Lecture 6 - Intro to Visualization: When and Why; Visualization Aesthetics¶

Announcements¶

In [ ]:
import pandas as pd
import seaborn as sns
import matplotlib.pyplot as plt

Goals¶

  • Understand the importance of visualization as a tool for understanding data.
  • Know some of the different settings in which visualization is used.
  • Understand some principles of how to make good visualizations
    • Maximize data-ink ratio
    • Minimize lie factor
    • Minimize chartjunk
    • Use scales and labeling well
    • Use Color Well
    • Use Repetition Well

Big Idea: Why visualize?¶

Consider Anscombe's Quartet:

In [ ]:
import seaborn as sns
sns.set_theme(style="ticks")

# Load the example dataset for Anscombe's quartet
df = sns.load_dataset("anscombe")
In [ ]:
# if you want to look at the raw data, this makes it into a nicer shape:
# df["idx"] = df.groupby("dataset").cumcount()
# df.pivot(index="idx", columns="dataset").swaplevel(0, 1, axis=1).sort_index(axis=1)
In [ ]:
df.groupby("dataset").describe()

Hey, they're all the same! ...right? Let's confirm by visualizing:

In [ ]:
# Show a scatter plot with a regression line for each dataset
sns.lmplot(x="x", y="y", col="dataset", hue="dataset", data=df,
           col_wrap=2, ci=None, palette="muted", height=4,
           scatter_kws={"s": 50, "alpha": 1})
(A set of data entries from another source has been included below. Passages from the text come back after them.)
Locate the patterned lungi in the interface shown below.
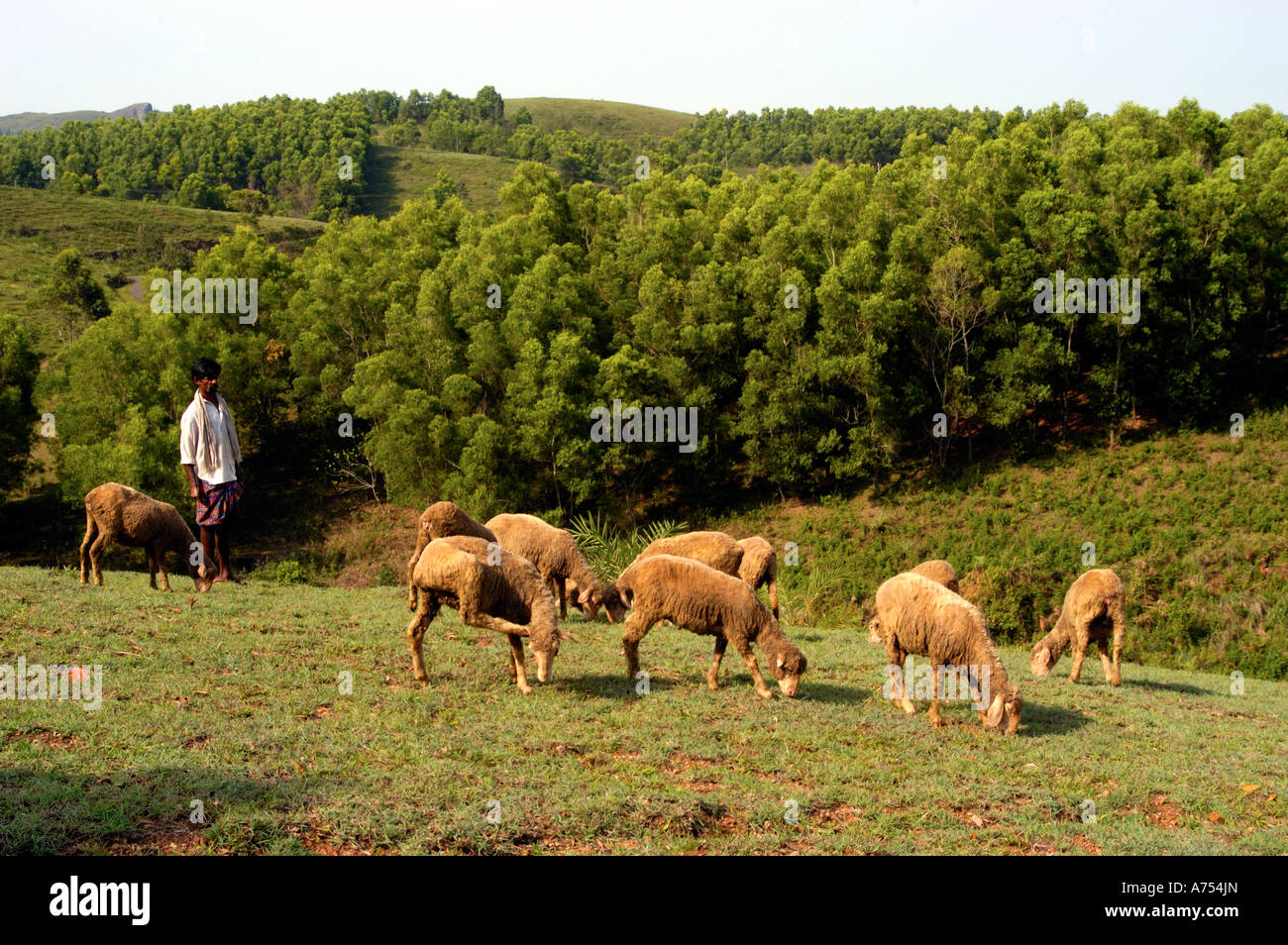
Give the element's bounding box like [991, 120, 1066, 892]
[197, 478, 245, 528]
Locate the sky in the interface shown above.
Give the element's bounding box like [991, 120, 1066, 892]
[0, 0, 1288, 116]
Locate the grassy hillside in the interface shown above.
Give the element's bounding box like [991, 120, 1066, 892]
[0, 102, 152, 134]
[0, 186, 325, 352]
[0, 568, 1288, 854]
[505, 98, 696, 147]
[716, 408, 1288, 679]
[362, 145, 519, 218]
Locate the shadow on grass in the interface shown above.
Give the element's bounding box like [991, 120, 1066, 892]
[1020, 701, 1091, 735]
[564, 672, 685, 699]
[0, 766, 292, 856]
[1124, 680, 1211, 695]
[788, 674, 872, 705]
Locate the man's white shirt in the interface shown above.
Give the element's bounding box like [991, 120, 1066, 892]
[179, 398, 237, 485]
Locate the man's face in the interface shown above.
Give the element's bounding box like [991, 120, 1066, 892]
[192, 377, 219, 403]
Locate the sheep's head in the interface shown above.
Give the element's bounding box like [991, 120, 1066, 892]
[188, 564, 215, 593]
[769, 644, 806, 699]
[868, 617, 881, 644]
[984, 690, 1024, 735]
[532, 630, 572, 682]
[577, 587, 602, 622]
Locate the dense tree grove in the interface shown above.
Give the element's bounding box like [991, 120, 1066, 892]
[0, 94, 371, 219]
[32, 93, 1288, 519]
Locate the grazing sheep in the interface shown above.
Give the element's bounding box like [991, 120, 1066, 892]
[613, 555, 805, 699]
[631, 532, 778, 619]
[1029, 568, 1127, 686]
[407, 502, 496, 610]
[868, 558, 958, 644]
[486, 515, 623, 623]
[631, 532, 743, 577]
[877, 573, 1022, 735]
[80, 482, 213, 592]
[738, 536, 778, 620]
[407, 536, 568, 695]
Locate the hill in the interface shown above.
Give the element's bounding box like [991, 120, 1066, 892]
[362, 145, 519, 218]
[505, 98, 697, 147]
[0, 568, 1288, 855]
[0, 186, 325, 352]
[0, 102, 154, 135]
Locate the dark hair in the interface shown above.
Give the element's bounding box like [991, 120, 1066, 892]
[192, 358, 223, 381]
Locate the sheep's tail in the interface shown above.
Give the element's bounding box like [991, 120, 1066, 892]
[769, 555, 778, 620]
[1105, 591, 1127, 645]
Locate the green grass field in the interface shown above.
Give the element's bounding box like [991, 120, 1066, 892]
[0, 566, 1288, 854]
[0, 186, 326, 353]
[362, 145, 520, 218]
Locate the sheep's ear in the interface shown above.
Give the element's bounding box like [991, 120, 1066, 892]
[984, 692, 1006, 729]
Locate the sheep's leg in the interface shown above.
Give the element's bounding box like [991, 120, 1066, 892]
[407, 593, 439, 686]
[506, 633, 532, 695]
[930, 663, 944, 729]
[152, 547, 170, 591]
[885, 633, 917, 716]
[460, 610, 528, 636]
[622, 609, 657, 682]
[407, 528, 429, 610]
[80, 511, 98, 584]
[1069, 627, 1090, 682]
[707, 636, 729, 688]
[1096, 637, 1118, 686]
[733, 639, 774, 699]
[550, 575, 568, 620]
[1109, 598, 1127, 686]
[89, 532, 112, 587]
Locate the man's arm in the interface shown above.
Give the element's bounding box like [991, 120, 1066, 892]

Hmm, that didn't come out how I thought it would.

Takeaway: visualization is often the best (and sometimes the only) way to understand a dataset.

When should you visualize?¶

  • When exploring data
    • for me, this often looks like df.plot.*
    • Goal: show you what's going on; answer questions for yourself.
  • When presenting data
    • for me, this often looks like sns.*(...) along with a bunch of matplotlib code to fine-tune the appearance.
    • Goal: show your reader what's going on; tell a story about the data, clearly and faithfully.
  • When providing interactive visualization tools for consumers of your data; examples:
    • https://www.mountwashington.org/experience-the-weather/current-summit-conditions.aspx
    • https://pudding.cool/projects/vocabulary/

What makes a good visualization?¶

Two concerns:

  • Telling the truth
  • Telling it clearly and with style

This is like asking what makes a good painting - it requires a sense of aesthetics.

Some principles to live by, based on the work of visualization pioneer Edward Tufte:

Maximize data-ink ratio¶

The data-ink ratio is the amount of "ink" used to represent data divided by the total amount of "ink" in the graphic:

$$ \frac{\textrm{ink used to represent data}}{\textrm{total ink in the graphic}}$$

Minimize lie factor¶

The lie factor is the ratio between the size of the effect in your graphic and the size of the effect in the data:

$$ \frac{\textrm{size of effect in the graphic}}{\textrm{size of effect in the data}}$$

Minimize chartjunk¶

Chartjunk is loosely defined as extraneous visual elements that do not further the purpose of the graphic.

Use scales and labeling well¶

  • Fill the available space with data (without increasing the lie factor)
  • Use clear labels

Use color and shading well¶

  • Colors can be used to differentiate categorical or numerical values.
  • For numerical/continuous, use perceptually uniform colormaps.
  • Avoid large areas of bright colors; small areas of sharp color contrast can be powerful visual elements.

Use repetition well¶

  • Reuse the cognitive effort your reader puts in to understand one plot
  • Small multiples - many small charts of the same thing, e.g., for different categories
    • Example: sns.pairplot
  • Multiple time series on a single set of axes

Activity: analyze a plot!

Write:

  • Your plot number
  • The names of your group members
  • Analysis of the plot with respect to at least three of the above principles
    • Maximize data-ink ratio
    • Minimize lie factor
    • Minimize chartjunk
    • Use scales and labeling well
    • Use Color Well
    • Use Repetition Well
  • Be prepared to share the most pertinent principle with the class in 1 minute or less.